Closed JerrySievert closed 6 years ago
It's planned, I just need to make sure I can give out the information I'm giving out. At the mimimum, there will be rankings.
And it will be after the Plugin Manager opens for third-party plugins again, since right now it would only be able to list the commercial and VCV open-source plugins.
thanks - as an aside, I don't need to know about the numbers for other developers, mostly just wondering if the niche I'm hitting is successful (though it would be good to compare with friends like @almostEric, bet beer or the like)
Would it be possible to get statistics of how many times a plugin has been downloaded?
From the Linux/Windows/Mac icons? No. GitHub might know if you're serving the files from Releases.
After Rack 0.6 with third-party open-source plugins added to the plugin manager, most people (except compile-from-source nerds) click the add buttons on the plugin manager page, so I'd be able to just run a SQL query to get the numbers. If someone asks me and I'm not busy, I'd be willing to tell the developer of the number.
I'm fine with making "popularity rankings" public, so users should be able to sort by "most popular" on the plugin page.
OK the info from the Add button would be good also, with github I am afraid it only shows the statistics of the last month, I did not find a way yet to change the date range there...
https://api.vcvrack.com/community/manifests now injects a "rank"
property into each manifest, and https://vcvrack.com/plugins.html is now sorted by rank.
The algorithm boosts premium modules by some factor since otherwise they would be clustered near the bottom.
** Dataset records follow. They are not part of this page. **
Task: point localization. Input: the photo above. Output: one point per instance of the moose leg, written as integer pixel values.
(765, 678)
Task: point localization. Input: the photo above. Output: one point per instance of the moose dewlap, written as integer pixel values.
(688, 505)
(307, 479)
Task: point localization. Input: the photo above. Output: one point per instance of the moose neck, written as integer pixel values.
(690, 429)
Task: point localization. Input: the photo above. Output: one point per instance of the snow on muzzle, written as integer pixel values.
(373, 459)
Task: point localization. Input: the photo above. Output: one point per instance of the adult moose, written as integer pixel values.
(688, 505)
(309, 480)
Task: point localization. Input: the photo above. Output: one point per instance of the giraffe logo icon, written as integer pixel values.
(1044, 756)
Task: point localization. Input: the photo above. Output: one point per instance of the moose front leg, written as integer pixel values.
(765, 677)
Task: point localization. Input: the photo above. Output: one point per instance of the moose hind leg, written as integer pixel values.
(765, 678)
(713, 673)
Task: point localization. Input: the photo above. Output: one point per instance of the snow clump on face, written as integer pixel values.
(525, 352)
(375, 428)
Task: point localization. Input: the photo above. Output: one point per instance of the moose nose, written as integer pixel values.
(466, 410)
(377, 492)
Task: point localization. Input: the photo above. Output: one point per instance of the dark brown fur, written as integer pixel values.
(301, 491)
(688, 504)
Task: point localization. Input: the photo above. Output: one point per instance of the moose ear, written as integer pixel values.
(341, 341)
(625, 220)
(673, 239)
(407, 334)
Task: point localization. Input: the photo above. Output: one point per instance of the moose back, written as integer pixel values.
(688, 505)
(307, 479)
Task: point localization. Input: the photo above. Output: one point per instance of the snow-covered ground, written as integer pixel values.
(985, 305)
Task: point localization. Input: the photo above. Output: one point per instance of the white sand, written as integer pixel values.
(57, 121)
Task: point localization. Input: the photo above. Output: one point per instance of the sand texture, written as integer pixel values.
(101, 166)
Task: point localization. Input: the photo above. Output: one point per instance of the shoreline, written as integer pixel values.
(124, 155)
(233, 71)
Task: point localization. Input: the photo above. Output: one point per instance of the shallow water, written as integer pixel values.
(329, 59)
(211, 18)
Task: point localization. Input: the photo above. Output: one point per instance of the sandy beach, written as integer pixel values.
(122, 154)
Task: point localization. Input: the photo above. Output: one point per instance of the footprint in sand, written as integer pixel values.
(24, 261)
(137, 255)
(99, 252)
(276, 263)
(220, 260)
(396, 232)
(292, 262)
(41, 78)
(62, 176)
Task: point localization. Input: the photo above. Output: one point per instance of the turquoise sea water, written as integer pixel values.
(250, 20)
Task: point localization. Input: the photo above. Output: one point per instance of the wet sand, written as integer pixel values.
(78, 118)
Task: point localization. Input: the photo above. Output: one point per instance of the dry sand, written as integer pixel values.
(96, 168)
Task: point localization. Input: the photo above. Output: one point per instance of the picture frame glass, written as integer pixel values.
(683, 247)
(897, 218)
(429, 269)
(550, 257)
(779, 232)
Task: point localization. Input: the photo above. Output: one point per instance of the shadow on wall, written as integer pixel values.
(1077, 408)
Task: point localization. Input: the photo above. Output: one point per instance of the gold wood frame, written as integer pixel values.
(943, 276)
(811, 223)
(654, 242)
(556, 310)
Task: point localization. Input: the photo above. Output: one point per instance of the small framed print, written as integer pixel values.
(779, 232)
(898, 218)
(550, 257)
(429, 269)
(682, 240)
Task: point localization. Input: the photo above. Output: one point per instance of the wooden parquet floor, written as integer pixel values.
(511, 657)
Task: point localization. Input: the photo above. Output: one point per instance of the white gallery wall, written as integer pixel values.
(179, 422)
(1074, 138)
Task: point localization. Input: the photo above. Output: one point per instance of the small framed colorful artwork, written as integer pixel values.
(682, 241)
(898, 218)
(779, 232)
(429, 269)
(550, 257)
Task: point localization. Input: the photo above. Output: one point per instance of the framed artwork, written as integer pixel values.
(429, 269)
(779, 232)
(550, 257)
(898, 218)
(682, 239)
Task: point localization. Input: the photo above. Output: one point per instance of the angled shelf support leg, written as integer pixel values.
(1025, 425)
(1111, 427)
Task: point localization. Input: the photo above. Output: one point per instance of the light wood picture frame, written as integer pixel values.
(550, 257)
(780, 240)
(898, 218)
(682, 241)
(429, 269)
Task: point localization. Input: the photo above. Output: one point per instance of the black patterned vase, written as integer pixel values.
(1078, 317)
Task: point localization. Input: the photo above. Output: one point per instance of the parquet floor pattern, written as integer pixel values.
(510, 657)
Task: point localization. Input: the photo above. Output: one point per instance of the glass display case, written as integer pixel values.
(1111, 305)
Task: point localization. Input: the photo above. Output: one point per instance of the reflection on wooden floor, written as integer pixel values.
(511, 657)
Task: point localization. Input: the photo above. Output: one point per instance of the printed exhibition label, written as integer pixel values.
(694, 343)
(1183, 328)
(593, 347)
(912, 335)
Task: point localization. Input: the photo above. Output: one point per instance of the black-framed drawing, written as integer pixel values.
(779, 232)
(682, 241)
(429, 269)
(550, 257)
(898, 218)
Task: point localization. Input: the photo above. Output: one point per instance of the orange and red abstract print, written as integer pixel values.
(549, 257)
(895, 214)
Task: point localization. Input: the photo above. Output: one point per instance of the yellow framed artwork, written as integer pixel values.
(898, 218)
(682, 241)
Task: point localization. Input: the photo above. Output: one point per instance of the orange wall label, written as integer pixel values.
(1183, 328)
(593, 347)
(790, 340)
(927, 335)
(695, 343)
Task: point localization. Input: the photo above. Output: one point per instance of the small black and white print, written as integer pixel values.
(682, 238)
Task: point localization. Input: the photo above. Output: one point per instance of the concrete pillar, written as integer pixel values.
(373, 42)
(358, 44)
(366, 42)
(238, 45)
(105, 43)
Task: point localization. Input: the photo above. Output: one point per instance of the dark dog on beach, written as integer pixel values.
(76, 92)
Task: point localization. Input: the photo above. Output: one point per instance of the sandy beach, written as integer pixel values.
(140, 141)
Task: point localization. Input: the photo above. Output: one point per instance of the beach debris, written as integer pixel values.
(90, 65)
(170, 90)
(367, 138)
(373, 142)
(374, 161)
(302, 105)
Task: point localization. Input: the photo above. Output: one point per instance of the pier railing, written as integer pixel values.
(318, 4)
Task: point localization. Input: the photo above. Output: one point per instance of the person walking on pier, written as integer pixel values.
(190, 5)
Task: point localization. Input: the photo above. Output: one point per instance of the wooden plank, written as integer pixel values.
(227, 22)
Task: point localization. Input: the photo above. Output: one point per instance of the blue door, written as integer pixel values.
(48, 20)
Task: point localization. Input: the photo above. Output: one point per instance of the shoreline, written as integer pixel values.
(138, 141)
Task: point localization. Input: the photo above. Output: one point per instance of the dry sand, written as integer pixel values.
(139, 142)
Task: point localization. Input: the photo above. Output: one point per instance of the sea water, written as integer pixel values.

The factor is approximated by number of users / number of customers
Reverting, will not re-add in the future. This is detrimental to the community.
While I think sorting the plug-ins by popularity (especially be default) was not a good idea, the original request was for developers to have some insight on the download numbers so they know if their plug-ins are resonating with the community.
Direct download numbers can't be exposed because data privacy laws could be a problem.
How so? It's not like "who" is downloading is being revealed? It is just a number? That is like saying Youtube can't show many times a video has been viewed, which last I checked, I still can
That's how data laws work these days. It was an oversight and was quickly corrected.
Google's lawyers are much better than mine.
Not quite sure how? The company I own deals with GPDR quite well.
Locking this down since further discussion will need a legal review, not community involvement, sorry.
clickthrough stats - any notice of popularity, or lack thereof, would be awesome.